= Harry Sydney (music hall) =

Harry Sydney (born William Smith, c.1825 - 16 June 1870) was an English music hall singer and songwriter.

==Biography==
He became a popular performer in London's music halls in the 1850s, writing most of his own material, which included comic, sentimental, and topical songs. He often took the part of an innocent from the country, in songs such as "I'm a Young Man from the Country, But You Don't Get Over Me". He was one of the first attractions at the Oxford Music Hall in Westminster, singing songs including "A Rolling Stone Gathers No Moss", and "Let the World Jog Along".
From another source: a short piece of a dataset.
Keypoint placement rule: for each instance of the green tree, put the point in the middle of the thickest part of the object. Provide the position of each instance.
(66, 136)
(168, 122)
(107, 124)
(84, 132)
He was a favourite of both Dickens and Thackeray, and was popular for his songs about the annual Oxford and Cambridge Boat Race, and about the first English cricket tour of Australia in 1862. He toured widely around the country, and appeared regularly at Evans' Supper Rooms in Covent Garden, Weston's Music Hall in Holborn, and the Lansdowne Music Hall on Islington Green. After the death of the proprietor, Sam Collins, in 1865, Sydney took over the running of the Lansdowne for a time. He later became the manager of the Philharmonic Hall in Islington.

He died in 1870, from Bright's disease, aged 45, and was buried at St Pancras and Islington Cemetery.